My intention was to write several functions aimed at finding the overall similarity between two covariance matrices, either by multiplying them with random vectors and correlating the response vectors or by bootstrapping one of the matrices to obtain the correlation coefficient distribution that can serve for comparison. But in both cases I got erroneous results. The observed between-matrix correlation was high up to 0.93, but the distribution only ranged up to 0.2 the most. This is the function`s code:
resamplerSimAlt <- function(mat1, mat2, numR, graph = FALSE)
{
statSim <- numeric(numR)
mat1vcv <- cov(mat1)
mat2vcvT <- cov(mat2)
ltM1 <- mat1vcv[col(mat1vcv) <= row(mat1vcv)]
ltM2T <- mat2vcvT[col(mat2vcvT) <= row(mat2vcvT)]
statObs <- cor(ltM1, ltM2T)
indice <- c(1:length(mat2))
resamplesIndices <- lapply(1:numR, function(i) sample(indice, replace = F))
for (i in 1:numR)
{
ss <- mat2[sample(resamplesIndices[[i]])]

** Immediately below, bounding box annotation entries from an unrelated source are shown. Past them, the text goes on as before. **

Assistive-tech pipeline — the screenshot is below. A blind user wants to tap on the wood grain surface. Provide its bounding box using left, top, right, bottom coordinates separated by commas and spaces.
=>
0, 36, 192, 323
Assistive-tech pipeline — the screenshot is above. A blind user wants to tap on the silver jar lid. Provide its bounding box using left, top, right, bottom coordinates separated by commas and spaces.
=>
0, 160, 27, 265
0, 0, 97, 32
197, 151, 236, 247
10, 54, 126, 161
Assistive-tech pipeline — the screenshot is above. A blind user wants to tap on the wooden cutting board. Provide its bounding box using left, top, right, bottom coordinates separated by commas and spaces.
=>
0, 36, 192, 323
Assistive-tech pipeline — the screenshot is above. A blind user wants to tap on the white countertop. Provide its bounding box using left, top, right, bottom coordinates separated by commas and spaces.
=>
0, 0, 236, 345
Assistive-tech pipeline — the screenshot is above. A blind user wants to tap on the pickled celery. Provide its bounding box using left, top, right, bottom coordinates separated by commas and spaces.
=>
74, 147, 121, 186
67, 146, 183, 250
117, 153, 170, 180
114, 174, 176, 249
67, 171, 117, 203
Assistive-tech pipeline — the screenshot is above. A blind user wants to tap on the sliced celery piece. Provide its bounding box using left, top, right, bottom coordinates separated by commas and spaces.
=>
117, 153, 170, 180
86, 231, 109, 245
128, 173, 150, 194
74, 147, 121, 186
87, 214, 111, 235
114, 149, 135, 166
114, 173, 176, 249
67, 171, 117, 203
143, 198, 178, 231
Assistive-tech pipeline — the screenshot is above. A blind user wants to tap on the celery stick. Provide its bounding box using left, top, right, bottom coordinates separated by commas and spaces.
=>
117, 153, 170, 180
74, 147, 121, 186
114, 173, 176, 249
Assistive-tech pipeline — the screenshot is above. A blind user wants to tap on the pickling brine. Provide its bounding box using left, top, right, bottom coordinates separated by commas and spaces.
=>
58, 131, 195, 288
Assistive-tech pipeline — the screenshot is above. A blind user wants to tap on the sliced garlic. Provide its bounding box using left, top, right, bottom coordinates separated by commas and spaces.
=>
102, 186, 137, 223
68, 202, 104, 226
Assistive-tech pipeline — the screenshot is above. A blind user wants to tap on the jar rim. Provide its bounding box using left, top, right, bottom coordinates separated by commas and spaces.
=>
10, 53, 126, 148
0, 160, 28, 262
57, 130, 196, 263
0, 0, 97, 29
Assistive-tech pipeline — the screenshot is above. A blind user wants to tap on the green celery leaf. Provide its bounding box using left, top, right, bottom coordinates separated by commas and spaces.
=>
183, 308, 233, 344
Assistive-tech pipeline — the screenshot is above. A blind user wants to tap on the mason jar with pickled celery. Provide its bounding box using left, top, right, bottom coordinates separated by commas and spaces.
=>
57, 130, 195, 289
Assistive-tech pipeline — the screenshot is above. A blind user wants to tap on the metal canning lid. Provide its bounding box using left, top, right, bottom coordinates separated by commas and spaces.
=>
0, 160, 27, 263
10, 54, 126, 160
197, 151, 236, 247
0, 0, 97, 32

ss <- matrix(ss, nrow = dim(mat2)[[1]], ncol = dim(mat2)[[2]])
mat2ss <- cov(ss)
ltM2ss <- mat2ss[col(mat2ss) <= row(mat2ss)]

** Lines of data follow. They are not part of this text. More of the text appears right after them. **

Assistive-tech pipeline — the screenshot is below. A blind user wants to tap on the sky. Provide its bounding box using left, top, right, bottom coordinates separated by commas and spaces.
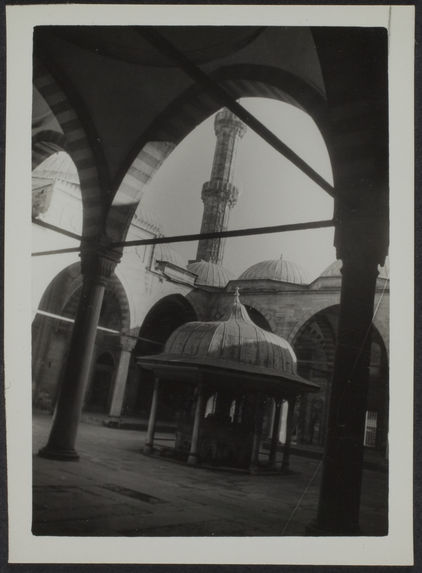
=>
142, 98, 335, 280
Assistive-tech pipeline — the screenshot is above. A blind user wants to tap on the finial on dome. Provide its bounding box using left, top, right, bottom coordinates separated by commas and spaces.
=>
234, 287, 240, 304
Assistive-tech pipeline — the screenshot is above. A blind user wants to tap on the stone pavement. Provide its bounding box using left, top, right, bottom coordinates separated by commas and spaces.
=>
33, 415, 387, 536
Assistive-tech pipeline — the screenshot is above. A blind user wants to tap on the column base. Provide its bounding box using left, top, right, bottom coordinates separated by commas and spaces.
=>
103, 416, 121, 428
38, 446, 79, 462
187, 454, 199, 466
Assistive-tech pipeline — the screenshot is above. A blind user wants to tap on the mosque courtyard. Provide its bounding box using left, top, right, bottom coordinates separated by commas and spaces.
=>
33, 414, 388, 536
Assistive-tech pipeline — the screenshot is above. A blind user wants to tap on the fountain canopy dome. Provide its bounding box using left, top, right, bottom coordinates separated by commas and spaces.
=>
138, 289, 318, 393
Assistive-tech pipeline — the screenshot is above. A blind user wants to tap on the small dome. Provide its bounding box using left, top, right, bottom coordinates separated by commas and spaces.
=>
239, 256, 310, 285
319, 257, 390, 279
154, 244, 187, 269
188, 261, 236, 288
163, 289, 296, 377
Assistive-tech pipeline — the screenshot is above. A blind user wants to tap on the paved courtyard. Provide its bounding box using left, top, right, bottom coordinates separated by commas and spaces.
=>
33, 415, 387, 536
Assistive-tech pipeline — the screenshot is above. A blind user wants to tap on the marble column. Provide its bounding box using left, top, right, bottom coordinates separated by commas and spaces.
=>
144, 376, 160, 454
39, 252, 119, 461
268, 398, 282, 467
281, 398, 296, 472
188, 382, 205, 466
249, 396, 263, 473
309, 255, 378, 535
109, 335, 137, 422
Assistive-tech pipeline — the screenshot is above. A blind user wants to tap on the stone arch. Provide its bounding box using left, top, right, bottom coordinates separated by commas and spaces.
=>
106, 65, 329, 241
32, 130, 68, 170
32, 262, 130, 409
38, 262, 131, 332
291, 304, 389, 453
123, 294, 197, 418
34, 62, 105, 238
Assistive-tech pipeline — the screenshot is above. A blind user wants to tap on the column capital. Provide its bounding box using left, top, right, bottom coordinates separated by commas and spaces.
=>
80, 239, 122, 286
334, 205, 389, 267
119, 334, 138, 352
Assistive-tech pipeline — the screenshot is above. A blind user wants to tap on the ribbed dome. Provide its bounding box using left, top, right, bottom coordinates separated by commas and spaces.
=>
163, 289, 296, 376
154, 244, 187, 269
320, 257, 390, 279
188, 261, 236, 288
239, 256, 310, 284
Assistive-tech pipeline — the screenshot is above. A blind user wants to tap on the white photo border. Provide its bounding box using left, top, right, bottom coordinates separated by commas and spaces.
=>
4, 4, 414, 565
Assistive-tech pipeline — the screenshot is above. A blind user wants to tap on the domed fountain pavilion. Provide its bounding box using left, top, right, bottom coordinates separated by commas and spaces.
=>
137, 289, 319, 471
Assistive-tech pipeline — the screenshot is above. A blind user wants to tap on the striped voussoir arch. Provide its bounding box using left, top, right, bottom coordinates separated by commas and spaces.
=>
106, 66, 322, 246
34, 66, 105, 237
38, 261, 131, 334
106, 141, 175, 241
32, 130, 67, 171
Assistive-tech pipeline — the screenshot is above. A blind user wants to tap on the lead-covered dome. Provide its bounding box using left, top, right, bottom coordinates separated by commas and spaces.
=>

statSim[i] <- cor(ltM1, ltM2ss)
}
if (graph == TRUE)
{
plot(1, main = "resampled data density distribution", xlim = c(0, statObs+0.1), ylim = c(0,14))
points(density(statSim), type="l", lwd=2)
abline(v = statObs)
text(10, 10, "observed corelation = ")
}
list( obs = statObs , sumFit = sum(statSim > statObs)/numR)
}
In fact it is hard for me to belive that correlation coefficient between two original matrices is high, and the one between the first original matrix and the second re-sampled one is maximal 0.2 after 10000 bootstrap repetitions.
Any comments on the validity of the code?